The additional options also seem useful!

C-Otto commented 4 years ago

I'm unable to create a configuration that combines the scan for all subprojects, as described in your response above. I'm using this snippet for all variants described below:

evaluationDependsOnChildren()
apply plugin: 'java' // required so that the check task exists?
apply from: 'etc/cpd.gradle'

With this I get a single cpdCheck task, but it finds duplicates in subproject/src/integrationTest:

source = subprojects*.sourceSets*.main*.java*.srcDirs

With this I get the same (duplication in integrationTest):

source = []
subprojects.forEach { project -> it.source(project.sourceSets.main.java) }

Finally, I get

* What went wrong:
A problem occurred evaluating root project 'xxx-parent'.
> Failed to apply plugin class 'org.gradle.api.plugins.JavaBasePlugin'.
   > Could not get unknown property 'main' for SourceSet container of type org.gradle.api.internal.tasks.DefaultSourceSetContainer.

for

source = []
allprojects.forEach { project ->
    project.plugins.withType(JavaBasePlugin) { plugin ->
        project.sourceSets.main.java.forEach { s -> rootProject.cpdCheck.source(s) }
    }
}
aaschmid commented 4 years ago
  1. the java plugin is not required for the CPD plugin to work but it prints a warning if you haven't manually add it to one of the childrens check task if you have no JavaBasePlugin on the root project, see e.g. https://github.com/TNG/junit-dataprovider/blob/master/build.gradle.kts#L357

  2. Hm ... I think the too many sourcesets are still caused by the lazy evalutation logic even if you are using the evalationDependsOnChildren(). Would you mind to adjust your reproducer above? I have not that much time at the moment but would try to fix it if it is urgent to you...

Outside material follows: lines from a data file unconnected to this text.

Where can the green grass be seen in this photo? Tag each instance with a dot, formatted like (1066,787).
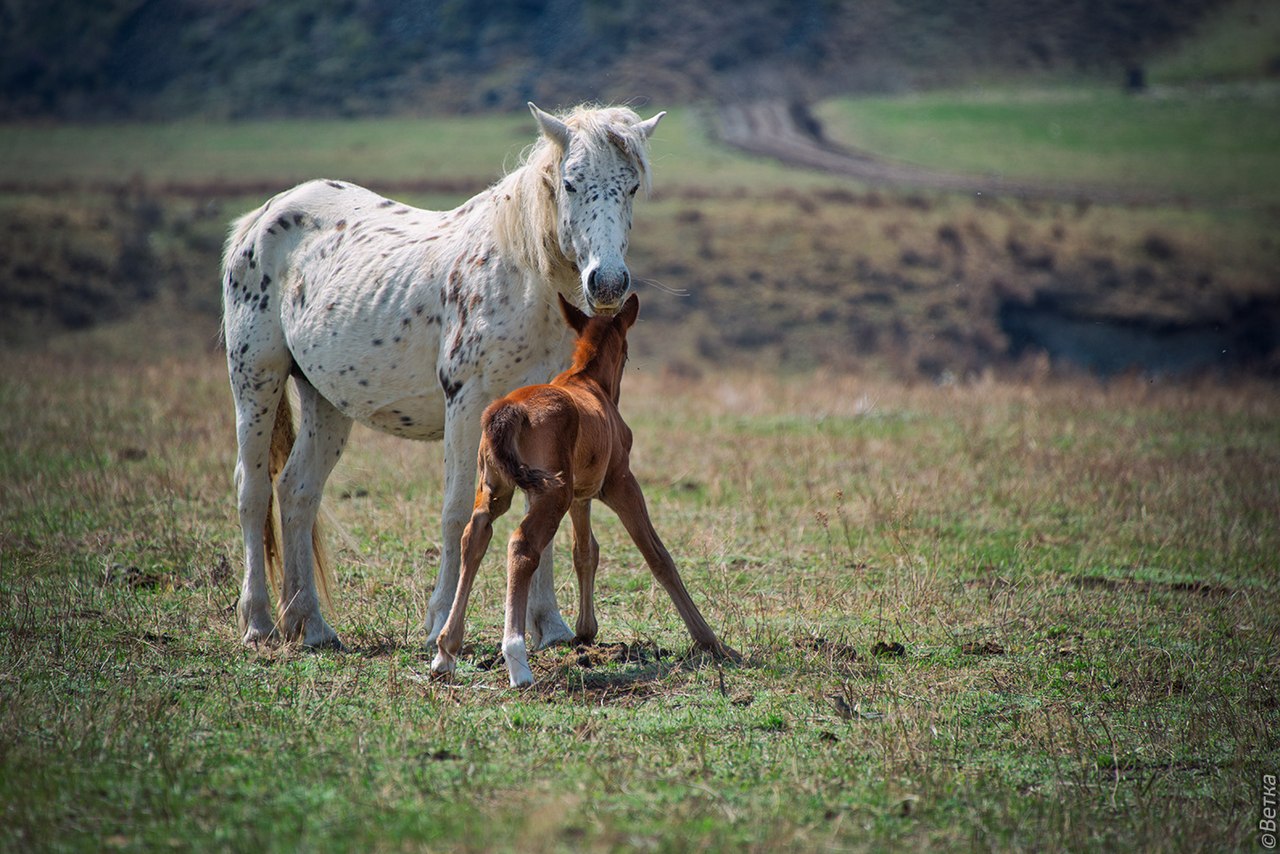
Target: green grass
(1080,578)
(465,151)
(1215,146)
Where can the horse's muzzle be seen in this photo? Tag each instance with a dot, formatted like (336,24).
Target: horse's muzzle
(607,288)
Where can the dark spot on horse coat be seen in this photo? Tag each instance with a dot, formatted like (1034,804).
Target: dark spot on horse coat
(451,388)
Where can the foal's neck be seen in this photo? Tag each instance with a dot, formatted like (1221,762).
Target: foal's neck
(599,362)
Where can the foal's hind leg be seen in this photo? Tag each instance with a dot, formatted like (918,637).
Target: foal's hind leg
(323,433)
(586,557)
(622,494)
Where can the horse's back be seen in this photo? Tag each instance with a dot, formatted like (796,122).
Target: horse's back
(338,270)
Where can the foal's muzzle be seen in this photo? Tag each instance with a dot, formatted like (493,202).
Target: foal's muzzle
(607,288)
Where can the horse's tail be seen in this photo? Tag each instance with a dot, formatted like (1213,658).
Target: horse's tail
(283,435)
(502,428)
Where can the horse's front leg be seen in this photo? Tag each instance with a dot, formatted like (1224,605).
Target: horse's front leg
(461,443)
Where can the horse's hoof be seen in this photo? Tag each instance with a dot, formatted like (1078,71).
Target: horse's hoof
(327,644)
(255,636)
(553,633)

  3. Your exception is also odd as the plugins.withType (see here) should not cause errors if no plugin matches. JavaBasePlugin (see here) should have sourceSets already but maybe they changed that java plugin creates the main sourcesets, see here. And you apply java plugin ...

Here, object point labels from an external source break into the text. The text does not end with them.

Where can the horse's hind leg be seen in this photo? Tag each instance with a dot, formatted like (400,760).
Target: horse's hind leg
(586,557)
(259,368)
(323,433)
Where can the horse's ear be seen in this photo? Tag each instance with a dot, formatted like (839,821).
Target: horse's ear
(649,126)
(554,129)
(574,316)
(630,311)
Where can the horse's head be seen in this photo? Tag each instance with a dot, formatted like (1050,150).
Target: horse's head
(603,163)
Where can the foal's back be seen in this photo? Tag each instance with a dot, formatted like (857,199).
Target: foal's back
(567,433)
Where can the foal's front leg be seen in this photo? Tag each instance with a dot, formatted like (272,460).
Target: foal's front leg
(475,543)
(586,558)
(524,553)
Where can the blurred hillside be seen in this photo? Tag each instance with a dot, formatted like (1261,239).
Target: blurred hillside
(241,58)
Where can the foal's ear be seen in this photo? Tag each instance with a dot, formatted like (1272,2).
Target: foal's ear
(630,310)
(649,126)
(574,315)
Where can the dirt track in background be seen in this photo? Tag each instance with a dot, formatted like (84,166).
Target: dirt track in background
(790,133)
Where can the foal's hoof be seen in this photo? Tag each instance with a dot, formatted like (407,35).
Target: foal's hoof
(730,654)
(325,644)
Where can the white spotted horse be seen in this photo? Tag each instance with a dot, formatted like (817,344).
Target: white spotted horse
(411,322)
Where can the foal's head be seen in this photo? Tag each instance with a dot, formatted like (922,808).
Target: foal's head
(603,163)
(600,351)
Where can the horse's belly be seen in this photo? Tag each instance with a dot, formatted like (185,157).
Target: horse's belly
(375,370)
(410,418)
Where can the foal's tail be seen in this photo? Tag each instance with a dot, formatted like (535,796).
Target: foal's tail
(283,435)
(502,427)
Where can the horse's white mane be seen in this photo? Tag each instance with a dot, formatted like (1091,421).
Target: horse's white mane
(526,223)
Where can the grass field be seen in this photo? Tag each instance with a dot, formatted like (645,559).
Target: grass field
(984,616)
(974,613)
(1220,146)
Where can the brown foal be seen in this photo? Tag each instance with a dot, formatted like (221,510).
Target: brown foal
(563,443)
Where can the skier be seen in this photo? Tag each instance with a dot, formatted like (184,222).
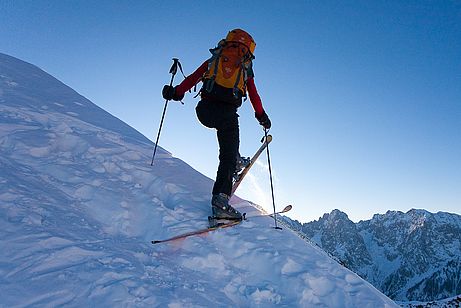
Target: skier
(226,77)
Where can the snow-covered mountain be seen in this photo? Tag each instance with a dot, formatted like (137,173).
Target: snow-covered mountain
(408,256)
(80,203)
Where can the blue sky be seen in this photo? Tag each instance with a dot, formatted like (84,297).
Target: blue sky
(364,96)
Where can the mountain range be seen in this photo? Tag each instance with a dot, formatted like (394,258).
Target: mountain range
(412,256)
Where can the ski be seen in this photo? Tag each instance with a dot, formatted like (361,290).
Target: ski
(215,224)
(241,175)
(201,231)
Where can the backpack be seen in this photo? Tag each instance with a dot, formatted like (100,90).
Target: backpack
(229,68)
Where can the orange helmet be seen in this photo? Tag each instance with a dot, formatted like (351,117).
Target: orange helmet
(242,37)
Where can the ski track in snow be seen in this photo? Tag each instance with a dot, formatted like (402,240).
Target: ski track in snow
(79,204)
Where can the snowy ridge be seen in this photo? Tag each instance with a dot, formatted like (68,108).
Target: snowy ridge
(79,204)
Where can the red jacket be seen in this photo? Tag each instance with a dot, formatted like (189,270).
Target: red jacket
(196,76)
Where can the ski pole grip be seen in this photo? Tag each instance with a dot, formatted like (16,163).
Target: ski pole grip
(174,67)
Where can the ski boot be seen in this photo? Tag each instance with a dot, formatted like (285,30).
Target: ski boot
(221,208)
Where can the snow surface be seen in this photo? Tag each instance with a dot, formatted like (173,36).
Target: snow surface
(80,203)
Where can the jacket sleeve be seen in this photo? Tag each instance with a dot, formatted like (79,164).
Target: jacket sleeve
(254,97)
(192,79)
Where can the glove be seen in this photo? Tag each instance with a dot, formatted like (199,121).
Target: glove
(264,120)
(169,93)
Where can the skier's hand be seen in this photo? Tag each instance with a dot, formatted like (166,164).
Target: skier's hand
(169,93)
(264,120)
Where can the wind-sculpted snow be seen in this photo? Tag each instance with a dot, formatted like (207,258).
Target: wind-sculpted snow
(79,204)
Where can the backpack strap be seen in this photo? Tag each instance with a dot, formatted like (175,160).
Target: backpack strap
(216,54)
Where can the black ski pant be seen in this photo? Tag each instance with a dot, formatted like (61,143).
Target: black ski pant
(224,118)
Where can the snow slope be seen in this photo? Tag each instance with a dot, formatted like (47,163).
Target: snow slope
(79,204)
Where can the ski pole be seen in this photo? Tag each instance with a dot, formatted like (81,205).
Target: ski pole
(270,175)
(173,70)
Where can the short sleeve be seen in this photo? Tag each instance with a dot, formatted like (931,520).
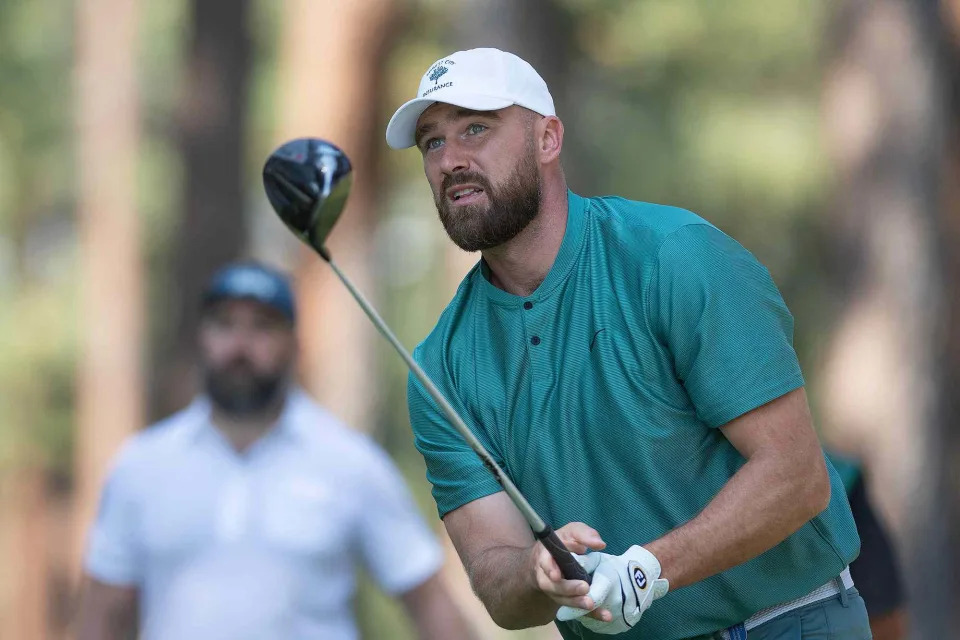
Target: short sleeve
(456,473)
(113,550)
(397,547)
(720,317)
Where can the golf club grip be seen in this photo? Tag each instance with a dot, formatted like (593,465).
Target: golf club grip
(569,566)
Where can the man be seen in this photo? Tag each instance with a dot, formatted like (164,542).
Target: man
(631,368)
(245,515)
(877,568)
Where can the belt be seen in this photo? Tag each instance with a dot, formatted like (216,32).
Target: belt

C-Otto commented 4 years ago

Sorry, I'm confused about the current state. Let's ignore the "global scan", i.e. using CPD to find duplicates between subprojects.

My understanding: This is a bug in your code, where my explicit configuration is overwritten due to lazy initalisation. The configuration order plays a crucial role here, which is why evaluationDependsOnChildren() works around this issue. Despite my assumptions, the java-test-fixtures plugin does not do anything that contributes to this bug (especially this bug: https://github.com/gradle/gradle/issues/13781).

Is this correct?

aaschmid commented 3 years ago

@C-Otto: sorry for the inactivity on this issue but my spare is quite limited at the moment and I honestly higher prioritize other things.

I deeply need to think about the lazy initialization here but still not sure if this is really a bug...

C-Otto commented 3 years ago

As long as CPD does not stick to the configuration, I'd like to think it's a bug. This could be a bug in the code that reads and applies the configuration, or something in the documentation. Either way, it does not work, and I have no way of making it work.

aaschmid commented 3 years ago

I will try to figure out a solution as soon as possible using your reproducer from above. However, you mentioned integrationTest source sets above. Is this use case already part of the reproducer or could you kindly add it?

C-Otto commented 3 years ago

I believe the issue is related to the existence of several source sets, and the name/purpose of these is not relevant. The reproducer contains two commits, where the initial commit exposes the bug with integration tests.